5 Perguntas para Marcelo Nóbrega, Diretor de RH do McDonald's




Nessa 1a série do "5 Perguntas sobre o Futuro", vamos ter a oportunidade de bater um papo com o Marcelo Nóbrega, Diretor de RH do McDonald's.


O Marcelo não é nenhum futurólogo, nem tem bola de cristal – mas, quando a questão é o “futuro do trabalho”, está sempre com as antenas ligadas, de olho no que já está acontecendo e no que vai acontecer.


E não poderia ser de outro modo: Marcelo está no comando do RH de uma empresa onde a maioria dos funcionários tem menos da metade de sua idade.


Saber como essa garotada vive e pensa (enfim, como ela “funciona”), não é questão de curiosidade: é seu dever. Mas é também uma oportunidade de estar sempre se renovando.

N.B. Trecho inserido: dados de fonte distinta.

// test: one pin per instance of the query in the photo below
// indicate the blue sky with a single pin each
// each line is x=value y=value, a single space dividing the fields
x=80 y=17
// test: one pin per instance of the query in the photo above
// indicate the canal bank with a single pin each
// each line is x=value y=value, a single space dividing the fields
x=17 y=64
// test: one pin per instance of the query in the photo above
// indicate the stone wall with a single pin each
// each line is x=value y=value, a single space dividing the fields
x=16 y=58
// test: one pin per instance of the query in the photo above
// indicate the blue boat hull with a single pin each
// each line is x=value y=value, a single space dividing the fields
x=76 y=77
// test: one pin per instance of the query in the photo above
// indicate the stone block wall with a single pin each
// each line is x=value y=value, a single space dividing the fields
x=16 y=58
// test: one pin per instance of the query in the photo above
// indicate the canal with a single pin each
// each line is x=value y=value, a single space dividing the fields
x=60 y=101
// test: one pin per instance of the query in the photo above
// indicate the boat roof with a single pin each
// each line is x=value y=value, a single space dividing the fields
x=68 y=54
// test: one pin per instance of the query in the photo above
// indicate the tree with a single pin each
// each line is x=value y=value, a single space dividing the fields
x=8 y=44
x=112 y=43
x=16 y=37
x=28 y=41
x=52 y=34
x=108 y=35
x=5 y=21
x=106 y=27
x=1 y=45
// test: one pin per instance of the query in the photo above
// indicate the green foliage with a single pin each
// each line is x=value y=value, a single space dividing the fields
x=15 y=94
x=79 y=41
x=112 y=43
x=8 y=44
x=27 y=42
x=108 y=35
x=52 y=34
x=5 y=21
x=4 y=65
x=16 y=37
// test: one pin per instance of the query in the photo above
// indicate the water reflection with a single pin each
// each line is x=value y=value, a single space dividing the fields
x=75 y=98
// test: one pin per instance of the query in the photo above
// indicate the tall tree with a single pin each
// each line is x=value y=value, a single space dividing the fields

O papo com o Marcelo foi bem bacana. E certamente vai contribuir para as nossas reflexões a respeito de tudo o que está acontecendo hoje - e seus impactos no Futuro do Trabalho, dos Negócios e das Organizações.


Vamos lá? Let's go!


1. Marcelo, com tanta coisa acontecendo nesta era digital, o que muda para os RH’s das empresas?


Antes de mais nada: a chamada Era Digital não significa a mera “digitalização do trabalho”.


É muito mais do que isso: representa toda a conectividade, transparência e colaboração que as ferramentas de tecnologia possibilitam. Por isso o RH já não pode se limitar a ser um legislador de regras e políticas, nem pode ter os olhos voltados apenas para dentro: é preciso colocar o cliente em primeiro lugar. E isto vale para todos numa empresa, e não apenas para o RH.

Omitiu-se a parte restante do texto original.